EU Proposes Shield for 175 Industries in Carbon MarketEwa Krukowska
The European Union’s regulator proposed expanding the list of industries in its emissions market that should be protected from relocating to regions without greenhouse-gas curbs.
The reviewed measure, which would cover a total of 175 industries from 2015 to 2019, includes sectors such as production of dietetic food. The European Commission also added manufacturers of non-electric domestic appliances to the list of industries particularly exposed to global competition and liable to move production abroad. The proposal would replace the existing regulation that protects 164 industries from so-called carbon leakage through 2014.
“Installations operating in these sectors and sub-sectors will receive a higher share of greenhouse-gas emission allowances free of charge in 2015 to 2019 than other sectors,” the commission said in a statement on its website.

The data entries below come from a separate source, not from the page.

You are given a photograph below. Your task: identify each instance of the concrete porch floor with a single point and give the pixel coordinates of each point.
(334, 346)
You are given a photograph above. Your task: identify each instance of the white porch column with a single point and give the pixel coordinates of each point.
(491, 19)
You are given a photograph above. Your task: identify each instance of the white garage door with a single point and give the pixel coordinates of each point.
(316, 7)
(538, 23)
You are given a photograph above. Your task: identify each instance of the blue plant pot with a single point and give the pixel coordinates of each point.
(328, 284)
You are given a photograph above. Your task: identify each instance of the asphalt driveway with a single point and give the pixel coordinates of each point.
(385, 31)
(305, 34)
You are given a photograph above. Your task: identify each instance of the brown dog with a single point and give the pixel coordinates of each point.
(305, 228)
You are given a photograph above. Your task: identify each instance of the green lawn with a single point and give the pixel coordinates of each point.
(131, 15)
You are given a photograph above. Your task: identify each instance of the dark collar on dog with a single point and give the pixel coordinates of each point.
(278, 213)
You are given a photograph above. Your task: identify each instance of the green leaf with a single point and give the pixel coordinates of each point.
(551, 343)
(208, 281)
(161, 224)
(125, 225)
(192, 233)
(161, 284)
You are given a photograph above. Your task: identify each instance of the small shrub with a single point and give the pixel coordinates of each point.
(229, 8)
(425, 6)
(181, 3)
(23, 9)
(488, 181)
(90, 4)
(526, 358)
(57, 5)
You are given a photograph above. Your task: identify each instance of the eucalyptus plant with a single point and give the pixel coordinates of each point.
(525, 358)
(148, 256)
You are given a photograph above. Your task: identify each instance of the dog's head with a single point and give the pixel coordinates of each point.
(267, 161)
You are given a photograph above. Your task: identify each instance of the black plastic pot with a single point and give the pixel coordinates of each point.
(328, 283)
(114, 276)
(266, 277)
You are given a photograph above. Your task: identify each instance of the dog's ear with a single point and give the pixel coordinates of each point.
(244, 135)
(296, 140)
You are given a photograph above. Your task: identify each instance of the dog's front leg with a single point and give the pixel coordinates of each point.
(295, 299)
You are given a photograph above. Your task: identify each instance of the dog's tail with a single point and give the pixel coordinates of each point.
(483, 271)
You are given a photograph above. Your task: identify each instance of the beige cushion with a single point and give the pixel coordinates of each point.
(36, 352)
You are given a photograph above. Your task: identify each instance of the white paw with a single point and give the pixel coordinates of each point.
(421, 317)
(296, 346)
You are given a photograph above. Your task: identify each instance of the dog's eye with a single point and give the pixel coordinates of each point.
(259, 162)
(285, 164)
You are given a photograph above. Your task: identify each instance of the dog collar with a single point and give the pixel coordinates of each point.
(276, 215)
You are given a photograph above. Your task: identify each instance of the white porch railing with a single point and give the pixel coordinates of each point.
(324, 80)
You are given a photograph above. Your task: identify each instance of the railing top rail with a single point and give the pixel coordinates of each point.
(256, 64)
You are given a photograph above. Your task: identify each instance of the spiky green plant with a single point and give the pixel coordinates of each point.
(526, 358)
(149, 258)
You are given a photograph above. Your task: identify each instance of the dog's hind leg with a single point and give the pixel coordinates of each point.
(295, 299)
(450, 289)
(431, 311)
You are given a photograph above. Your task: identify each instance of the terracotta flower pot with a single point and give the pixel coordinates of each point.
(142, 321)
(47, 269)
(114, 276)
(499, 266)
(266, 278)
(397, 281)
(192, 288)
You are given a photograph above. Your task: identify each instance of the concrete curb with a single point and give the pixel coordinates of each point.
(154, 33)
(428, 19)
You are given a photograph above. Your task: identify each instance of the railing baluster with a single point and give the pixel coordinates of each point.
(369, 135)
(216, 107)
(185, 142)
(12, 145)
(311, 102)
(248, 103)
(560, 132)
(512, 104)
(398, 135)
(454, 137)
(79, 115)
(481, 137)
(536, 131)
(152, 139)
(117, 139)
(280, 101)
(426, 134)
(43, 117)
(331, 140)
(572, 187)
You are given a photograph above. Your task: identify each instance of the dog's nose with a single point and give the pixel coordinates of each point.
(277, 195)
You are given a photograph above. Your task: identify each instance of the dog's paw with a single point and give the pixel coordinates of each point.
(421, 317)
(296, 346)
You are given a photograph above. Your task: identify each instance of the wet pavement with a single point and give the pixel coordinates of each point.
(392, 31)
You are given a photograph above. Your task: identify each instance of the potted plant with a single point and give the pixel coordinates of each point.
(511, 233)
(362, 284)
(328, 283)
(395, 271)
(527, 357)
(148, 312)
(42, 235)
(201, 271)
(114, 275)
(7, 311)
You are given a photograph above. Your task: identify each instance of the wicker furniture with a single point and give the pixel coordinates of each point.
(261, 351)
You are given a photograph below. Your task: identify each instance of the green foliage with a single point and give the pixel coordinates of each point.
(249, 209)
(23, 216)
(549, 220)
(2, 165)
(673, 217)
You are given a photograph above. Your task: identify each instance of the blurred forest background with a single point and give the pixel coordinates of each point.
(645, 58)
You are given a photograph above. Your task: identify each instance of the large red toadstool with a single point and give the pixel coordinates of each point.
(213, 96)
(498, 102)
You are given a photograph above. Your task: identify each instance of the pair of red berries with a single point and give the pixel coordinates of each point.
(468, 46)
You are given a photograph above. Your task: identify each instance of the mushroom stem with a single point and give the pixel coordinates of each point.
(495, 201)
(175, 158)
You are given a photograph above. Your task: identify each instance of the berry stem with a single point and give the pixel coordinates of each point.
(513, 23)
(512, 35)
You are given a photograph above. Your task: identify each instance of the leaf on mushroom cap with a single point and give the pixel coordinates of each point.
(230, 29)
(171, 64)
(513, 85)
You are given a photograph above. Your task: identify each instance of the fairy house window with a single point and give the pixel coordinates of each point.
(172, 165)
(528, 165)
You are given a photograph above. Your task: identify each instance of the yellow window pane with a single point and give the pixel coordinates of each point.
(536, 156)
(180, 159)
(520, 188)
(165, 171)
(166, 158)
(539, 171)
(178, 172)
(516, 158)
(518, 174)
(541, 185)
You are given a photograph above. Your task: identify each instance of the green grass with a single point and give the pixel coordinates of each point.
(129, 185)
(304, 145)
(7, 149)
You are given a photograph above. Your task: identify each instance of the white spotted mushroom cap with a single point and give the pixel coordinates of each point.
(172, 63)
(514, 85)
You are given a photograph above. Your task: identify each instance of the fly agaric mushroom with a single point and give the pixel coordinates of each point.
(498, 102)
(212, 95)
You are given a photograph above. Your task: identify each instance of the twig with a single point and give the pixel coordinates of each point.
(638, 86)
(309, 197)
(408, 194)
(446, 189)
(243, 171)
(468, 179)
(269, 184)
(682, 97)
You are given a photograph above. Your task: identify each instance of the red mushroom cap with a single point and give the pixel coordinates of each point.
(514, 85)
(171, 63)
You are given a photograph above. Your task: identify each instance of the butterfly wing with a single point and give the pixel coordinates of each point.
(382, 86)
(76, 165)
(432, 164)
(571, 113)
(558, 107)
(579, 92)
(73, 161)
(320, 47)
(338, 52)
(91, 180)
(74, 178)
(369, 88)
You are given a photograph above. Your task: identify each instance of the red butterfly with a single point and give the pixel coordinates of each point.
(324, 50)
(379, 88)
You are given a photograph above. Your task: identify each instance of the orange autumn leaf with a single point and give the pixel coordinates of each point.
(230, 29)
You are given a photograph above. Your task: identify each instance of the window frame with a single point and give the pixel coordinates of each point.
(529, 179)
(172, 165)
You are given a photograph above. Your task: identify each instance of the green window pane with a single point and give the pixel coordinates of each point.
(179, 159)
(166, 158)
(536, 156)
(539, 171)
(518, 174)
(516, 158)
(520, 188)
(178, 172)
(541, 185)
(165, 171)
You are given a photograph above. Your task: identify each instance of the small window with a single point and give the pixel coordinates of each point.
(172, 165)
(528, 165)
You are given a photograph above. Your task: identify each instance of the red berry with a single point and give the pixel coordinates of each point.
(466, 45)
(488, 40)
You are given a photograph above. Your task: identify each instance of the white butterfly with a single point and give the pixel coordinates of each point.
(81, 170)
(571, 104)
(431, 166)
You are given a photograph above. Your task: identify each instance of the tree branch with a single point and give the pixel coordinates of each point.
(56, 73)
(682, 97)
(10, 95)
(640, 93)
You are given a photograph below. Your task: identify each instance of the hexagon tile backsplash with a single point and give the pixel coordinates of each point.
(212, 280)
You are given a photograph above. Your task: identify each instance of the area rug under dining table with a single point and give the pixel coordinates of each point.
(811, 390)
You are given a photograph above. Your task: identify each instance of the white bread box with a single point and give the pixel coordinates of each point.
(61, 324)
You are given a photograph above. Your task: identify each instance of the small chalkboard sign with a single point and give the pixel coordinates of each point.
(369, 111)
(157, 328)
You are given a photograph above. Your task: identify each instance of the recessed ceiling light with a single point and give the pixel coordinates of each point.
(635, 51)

The measure was sent to the bloc’s 28 member states yesterday and is scheduled to be first discussed by experts from national governments in the EU Climate Change Committee on May 7. After a vote in the committee, planned before the EU summer break that begins in August, the proposal will be sent for a three-month scrutiny to ministers and the European Parliament. The commission wants it to become binding before the end of this year, according to the statement yesterday.
The draft extends the provisions against carbon leakage for industries including manufacturers of steel, lime, cement and refined petroleum products. Producers of aluminum, precious metals, zinc and tin were also kept on the planned list, which according to EU legislation needs to be reviewed every five years. The list currently in force was approved in 2009.
The commission used data from 2009-2011 and assumed a carbon price of 30 euros a metric ton to assess the risks for the industries, according to the proposal. EU emission permits for December delivery rose 0.6 percent to 5.27 euros at the ICE Futures Europe exchange in London yesterday.
The EU said its assumptions are justified as the price of carbon is expected to be “more strongly driven by mid- and long-term emission reductions” in the future. Earlier this year, the commission proposed to introduce automatic supply curbs in the carbon market and floated a plan to step up greenhouse-gas cuts to 40 percent in 2030. The current target is to reduce discharges by 20 percent in 2020 compared with 1990 levels.
Europe’s emissions trading system imposes pollution limits on about 12,000 installations owned by manufacturers and utilities and is the region’s key tool to reduce greenhouse gases, which scientists blame for global warming. In the current trading phase that started last year, the system is moving toward selling a greater share of emission permits at auctions.